The strategy uses Random Forest to predict abnormal stock returns around earnings announcements based on historical data. Positions are taken when predicted returns exceed a threshold, going long for positive and short for negative predictions.
ASSET CLASS: stocks | REGION: United States | FREQUENCY:
Daily | MARKET: equities | KEYWORD: Machine Learning, Financial Statement
I. STRATEGY IN A NUTSHELL
The strategy invests in U.S. stocks from Compustat North America, with missing financial data imputed via SoftImpute.

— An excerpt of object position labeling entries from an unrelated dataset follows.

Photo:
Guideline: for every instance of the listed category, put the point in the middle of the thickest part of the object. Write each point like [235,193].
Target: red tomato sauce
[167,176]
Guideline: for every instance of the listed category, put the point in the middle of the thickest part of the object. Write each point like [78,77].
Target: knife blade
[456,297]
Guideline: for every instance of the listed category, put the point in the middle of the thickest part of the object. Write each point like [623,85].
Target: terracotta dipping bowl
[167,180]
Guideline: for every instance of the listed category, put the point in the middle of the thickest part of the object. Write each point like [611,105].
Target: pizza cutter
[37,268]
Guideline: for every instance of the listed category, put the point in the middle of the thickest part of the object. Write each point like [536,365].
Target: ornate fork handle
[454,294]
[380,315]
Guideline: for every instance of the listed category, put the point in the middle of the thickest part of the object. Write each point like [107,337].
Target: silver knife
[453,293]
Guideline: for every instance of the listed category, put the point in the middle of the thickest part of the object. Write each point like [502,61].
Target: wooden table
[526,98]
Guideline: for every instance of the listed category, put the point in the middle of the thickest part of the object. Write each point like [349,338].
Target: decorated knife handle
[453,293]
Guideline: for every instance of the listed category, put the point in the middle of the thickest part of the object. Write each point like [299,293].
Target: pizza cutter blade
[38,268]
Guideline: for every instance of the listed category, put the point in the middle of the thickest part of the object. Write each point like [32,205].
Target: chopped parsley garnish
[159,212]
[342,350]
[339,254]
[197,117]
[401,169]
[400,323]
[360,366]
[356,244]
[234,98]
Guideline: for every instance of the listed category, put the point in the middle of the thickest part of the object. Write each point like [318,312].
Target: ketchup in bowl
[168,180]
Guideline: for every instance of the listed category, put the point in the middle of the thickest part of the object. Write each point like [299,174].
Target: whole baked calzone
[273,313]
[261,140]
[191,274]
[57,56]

A Random Forest model with 200 trees is trained using a sliding window of five quarters—four for inputs and one for prediction—to forecast 30-day abnormal returns around earnings announcements. The model minimizes mean squared error and trades only when the absolute predicted abnormal return exceeds 0.1, taking long positions for positive predictions and short positions for negative ones.
II. ECONOMIC RATIONALE
Random Forest models outperform alternative approaches in forecasting stock reactions to earnings announcements, offering strong predictive accuracy while mitigating overfitting through ensemble averaging. Using a prediction threshold (ε = 0.1) balances trade frequency and liquidity, enhancing profitability even when micro- and small-cap stocks are excluded. The most influential predictors are accounting-based variables, especially those related to free cash flow, consistent with established evidence that cash flow fundamentals are powerful return predictors—providing the economic foundation for the strategy’s success.
III. SOURCE PAPER
Machine Learning-Based Financial Statement Analysis [Click to Open PDF]
Amir Amel-Zadeh, University of Oxford – Said Business School, Oxford-Man Institute of Quantitative Finance; Jan-Peter Calliess, University of Oxford – Oxford-Man Institute of Quantitative Finance; Daniel Kaiser, University of Oxford – Oxford-Man Institute of Quantitative Finance; Stephen Roberts, University of Oxford – Oxford-Man Institute of Quantitative Finance
<Abstract>
This paper explores the application of machine learning methods to financial statement analysis. We compare a range of models in the machine learning repertoire in their ability to predict the sign and magnitude of abnormal stock returns around earnings announcements based on past financial statement data alone. Random Forests produce the most accurate forecasts and the highest abnormal returns. (Nonlinear) neural network-based models perform relatively better for predictions of extreme market reactions, while the linear methods are relatively better in predicting moderate market reactions. Long-short portfolios based on model predictions generate sizable abnormal returns, which seem to decay over time. Abnormal returns are robust to various risk factors and load in expected ways on size, value and accruals. Analysing the underlying economic drivers of the performance of the Random Forests, we find that the models select as most important predictors financial variables required to forecast free cash flows and firm characteristics that are known cross-sectional predictors of stock returns.


IV. BACKTEST PERFORMANCE
| Annualised Return | 47.47% |
| Volatility | 18% |
| Beta | N/A |
| Sharpe Ratio | 2.64 |
| Sortino Ratio | N/A |
| Maximum Drawdown | N/A |
| Win Rate | N/A |